[PHOTOS] Le défi plastik lancé :

Une expédition Madagascar-La Réunion-Tromelin à la voile


Publié / Actualisé
Le bateau de l'expédition Défi Plastik quittait l'île Sainte-Marie à Madagascar le 19 décembre 2017. L'embarcation va revenir à La Réunion avant de repartir en direction de l'île de Tromelin. Une traversée à la voile de 21 jours et de 2.200 kilomètres afin de lutter contre la pollution plastique dans les océans. Nous publions ci-après le communiqué de l'organisation.
Le bateau de l'expédition Défi Plastik quittait l'île Sainte-Marie à Madagascar le 19 décembre 2017. L'embarcation va revenir à La Réunion avant de repartir en direction de l'île de Tromelin. Une traversée à la voile de 21 jours et de 2.200 kilomètres afin de lutter contre la pollution plastique dans les océans. Nous publions ci-après le communiqué de l'organisation.

 

Le bateau de l'expédition Défi Plastik a quitté l'île Sainte Marie le mardi 19 décembre en fin d'après midi. L'équipage fait bonne route sur la Réunion. La traversée de retour sera au minimum de 5 jours. Lors de son séjour à l'île Sainte-Marie, l'équipage a recueilli le témoignage des habitants qui tentent de lutter contre cette pollution plastique amenée par l'océan mondial. Des photos et des images ont été tournées.

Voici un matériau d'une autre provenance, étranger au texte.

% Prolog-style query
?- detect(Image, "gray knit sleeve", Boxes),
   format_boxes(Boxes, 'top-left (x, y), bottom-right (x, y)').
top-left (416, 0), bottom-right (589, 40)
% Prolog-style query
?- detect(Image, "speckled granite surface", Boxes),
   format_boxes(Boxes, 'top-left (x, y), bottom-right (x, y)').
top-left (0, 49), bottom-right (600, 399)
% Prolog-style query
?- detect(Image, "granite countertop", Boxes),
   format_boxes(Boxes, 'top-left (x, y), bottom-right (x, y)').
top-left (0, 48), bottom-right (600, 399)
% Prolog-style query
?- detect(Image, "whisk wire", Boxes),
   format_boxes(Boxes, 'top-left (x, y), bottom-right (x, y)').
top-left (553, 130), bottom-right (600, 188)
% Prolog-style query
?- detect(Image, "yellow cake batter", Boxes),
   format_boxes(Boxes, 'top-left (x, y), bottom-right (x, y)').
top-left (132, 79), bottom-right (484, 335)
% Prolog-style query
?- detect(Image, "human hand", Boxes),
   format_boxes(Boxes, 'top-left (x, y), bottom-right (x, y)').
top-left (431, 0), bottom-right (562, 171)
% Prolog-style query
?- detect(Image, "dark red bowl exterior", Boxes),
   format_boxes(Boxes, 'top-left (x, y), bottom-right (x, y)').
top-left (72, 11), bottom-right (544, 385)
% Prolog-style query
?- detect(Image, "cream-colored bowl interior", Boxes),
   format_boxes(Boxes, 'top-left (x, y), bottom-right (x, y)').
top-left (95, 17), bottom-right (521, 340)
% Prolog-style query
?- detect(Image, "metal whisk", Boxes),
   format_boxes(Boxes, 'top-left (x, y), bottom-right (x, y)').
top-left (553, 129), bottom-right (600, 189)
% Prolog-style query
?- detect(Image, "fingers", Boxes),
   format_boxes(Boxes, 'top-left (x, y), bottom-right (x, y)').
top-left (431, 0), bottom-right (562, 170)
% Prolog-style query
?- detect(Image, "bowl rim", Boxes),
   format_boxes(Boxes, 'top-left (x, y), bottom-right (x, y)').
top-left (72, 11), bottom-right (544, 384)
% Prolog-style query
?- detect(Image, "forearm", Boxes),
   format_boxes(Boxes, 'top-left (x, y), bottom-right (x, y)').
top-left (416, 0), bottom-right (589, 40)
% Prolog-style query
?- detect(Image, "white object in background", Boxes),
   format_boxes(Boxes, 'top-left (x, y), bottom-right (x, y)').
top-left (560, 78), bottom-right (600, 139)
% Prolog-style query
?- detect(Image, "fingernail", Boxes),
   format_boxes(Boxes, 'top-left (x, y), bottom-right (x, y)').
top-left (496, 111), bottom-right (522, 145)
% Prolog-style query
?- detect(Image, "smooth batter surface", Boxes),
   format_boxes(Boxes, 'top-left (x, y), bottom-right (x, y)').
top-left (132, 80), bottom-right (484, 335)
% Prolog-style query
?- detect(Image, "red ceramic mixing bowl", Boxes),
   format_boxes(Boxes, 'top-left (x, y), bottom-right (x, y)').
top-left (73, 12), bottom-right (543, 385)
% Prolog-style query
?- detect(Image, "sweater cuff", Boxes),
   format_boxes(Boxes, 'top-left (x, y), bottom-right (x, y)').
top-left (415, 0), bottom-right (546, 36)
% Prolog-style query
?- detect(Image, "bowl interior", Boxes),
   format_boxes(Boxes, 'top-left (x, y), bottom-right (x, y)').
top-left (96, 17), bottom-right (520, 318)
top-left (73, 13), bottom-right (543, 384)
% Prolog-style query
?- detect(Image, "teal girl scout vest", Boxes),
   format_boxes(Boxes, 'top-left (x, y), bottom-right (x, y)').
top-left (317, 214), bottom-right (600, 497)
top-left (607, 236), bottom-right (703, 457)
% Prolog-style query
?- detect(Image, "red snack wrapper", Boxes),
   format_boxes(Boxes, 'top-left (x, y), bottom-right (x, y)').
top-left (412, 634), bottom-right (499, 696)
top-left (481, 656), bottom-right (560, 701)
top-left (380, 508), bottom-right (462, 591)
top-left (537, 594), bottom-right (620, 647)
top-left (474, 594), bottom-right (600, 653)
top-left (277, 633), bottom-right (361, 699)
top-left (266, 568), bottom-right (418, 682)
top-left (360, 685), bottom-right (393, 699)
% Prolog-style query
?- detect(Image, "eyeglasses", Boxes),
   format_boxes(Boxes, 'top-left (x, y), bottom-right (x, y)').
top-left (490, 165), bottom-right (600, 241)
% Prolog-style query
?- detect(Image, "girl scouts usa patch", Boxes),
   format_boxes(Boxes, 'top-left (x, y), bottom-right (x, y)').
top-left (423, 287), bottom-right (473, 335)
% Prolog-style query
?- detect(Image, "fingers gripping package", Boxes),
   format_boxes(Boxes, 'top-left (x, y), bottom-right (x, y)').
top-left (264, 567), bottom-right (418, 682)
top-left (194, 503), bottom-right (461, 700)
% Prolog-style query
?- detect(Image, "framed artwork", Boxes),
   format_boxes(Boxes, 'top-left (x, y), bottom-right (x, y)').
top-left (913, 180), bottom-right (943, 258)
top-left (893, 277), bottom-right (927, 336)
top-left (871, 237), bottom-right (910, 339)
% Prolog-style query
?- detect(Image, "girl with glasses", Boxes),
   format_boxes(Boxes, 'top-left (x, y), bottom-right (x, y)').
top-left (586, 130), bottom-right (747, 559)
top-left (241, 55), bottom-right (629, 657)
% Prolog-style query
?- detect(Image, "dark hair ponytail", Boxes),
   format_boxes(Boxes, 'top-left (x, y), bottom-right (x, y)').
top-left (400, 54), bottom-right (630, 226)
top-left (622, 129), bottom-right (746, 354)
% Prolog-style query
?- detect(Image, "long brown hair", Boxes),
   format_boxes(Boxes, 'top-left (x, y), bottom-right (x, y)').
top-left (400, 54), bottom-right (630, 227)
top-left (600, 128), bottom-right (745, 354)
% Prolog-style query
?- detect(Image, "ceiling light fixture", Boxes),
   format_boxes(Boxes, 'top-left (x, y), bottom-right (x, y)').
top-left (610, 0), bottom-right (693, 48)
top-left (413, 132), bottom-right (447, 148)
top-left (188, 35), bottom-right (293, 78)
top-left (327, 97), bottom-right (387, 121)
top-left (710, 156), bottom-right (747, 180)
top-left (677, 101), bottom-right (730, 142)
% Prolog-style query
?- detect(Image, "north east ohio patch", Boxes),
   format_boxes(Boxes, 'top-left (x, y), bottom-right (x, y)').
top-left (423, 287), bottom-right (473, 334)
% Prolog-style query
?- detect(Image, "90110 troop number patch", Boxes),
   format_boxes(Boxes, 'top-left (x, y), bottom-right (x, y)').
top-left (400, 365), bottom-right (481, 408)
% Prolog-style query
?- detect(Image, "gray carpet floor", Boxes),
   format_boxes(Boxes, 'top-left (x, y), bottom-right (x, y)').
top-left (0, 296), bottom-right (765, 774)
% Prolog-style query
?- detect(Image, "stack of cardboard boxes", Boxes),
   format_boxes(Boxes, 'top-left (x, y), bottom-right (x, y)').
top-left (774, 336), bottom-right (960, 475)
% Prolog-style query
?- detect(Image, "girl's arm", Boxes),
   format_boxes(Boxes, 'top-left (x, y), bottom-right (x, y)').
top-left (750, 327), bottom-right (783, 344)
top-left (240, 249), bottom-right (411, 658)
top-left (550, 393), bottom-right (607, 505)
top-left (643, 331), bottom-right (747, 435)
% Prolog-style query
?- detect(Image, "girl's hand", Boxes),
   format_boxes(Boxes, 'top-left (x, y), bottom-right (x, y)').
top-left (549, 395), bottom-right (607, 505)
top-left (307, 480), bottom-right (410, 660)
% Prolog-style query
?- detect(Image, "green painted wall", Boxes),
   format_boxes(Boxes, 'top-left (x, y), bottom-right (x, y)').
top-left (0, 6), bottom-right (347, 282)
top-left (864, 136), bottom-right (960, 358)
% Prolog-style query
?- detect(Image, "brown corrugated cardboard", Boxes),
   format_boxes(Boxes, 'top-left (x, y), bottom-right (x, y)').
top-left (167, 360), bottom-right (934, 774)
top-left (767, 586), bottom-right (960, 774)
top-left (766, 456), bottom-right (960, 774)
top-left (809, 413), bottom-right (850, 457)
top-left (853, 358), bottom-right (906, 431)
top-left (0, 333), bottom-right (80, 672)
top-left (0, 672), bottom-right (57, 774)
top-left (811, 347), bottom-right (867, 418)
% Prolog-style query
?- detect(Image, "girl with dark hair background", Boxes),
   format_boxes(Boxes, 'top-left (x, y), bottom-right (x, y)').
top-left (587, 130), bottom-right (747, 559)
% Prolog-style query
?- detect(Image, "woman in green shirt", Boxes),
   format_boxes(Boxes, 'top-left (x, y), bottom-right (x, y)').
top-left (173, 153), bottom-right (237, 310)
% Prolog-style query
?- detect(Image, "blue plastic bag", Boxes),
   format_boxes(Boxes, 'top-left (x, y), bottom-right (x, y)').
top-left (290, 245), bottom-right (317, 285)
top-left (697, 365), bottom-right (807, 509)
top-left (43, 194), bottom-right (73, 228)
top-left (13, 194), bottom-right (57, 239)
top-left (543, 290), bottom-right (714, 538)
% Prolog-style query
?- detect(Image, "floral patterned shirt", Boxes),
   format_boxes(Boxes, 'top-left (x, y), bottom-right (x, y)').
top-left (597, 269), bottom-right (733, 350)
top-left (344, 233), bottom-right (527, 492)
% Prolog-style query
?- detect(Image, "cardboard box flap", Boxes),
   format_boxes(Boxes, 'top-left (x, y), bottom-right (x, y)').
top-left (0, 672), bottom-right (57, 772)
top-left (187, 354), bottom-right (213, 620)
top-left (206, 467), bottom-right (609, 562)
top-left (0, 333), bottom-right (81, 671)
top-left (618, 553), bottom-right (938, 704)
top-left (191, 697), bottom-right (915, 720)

Une campagne de sensibilisation a été menée auprès des collèges et lycées de l'île Sainte-Marie en partenariat avec le TCO. Lors de son parcours de retour, l'équipage effectuera de nouveau des prélèvements de micro plastique en mer. Suivez le journal de bord de l'expédition, ainsi que la position du bateau en direct sur le site suivant.

Cette expédition de 21 jours partait en novembre 2017 pour un parcours de 2.200 km en direction de l'île Sainte Marie à Madagascar et passera ensuite par Tromelin. Ces îles de l'océan Indien sont exposées aux courants et aux vents océaniques dominants et sont directement impactées par le plastique. Nous effectuerons un état des lieux de cette pollution venue de l'océan mondial et irons également à la rencontre des habitants de l'île Sainte Marie à Madagascar.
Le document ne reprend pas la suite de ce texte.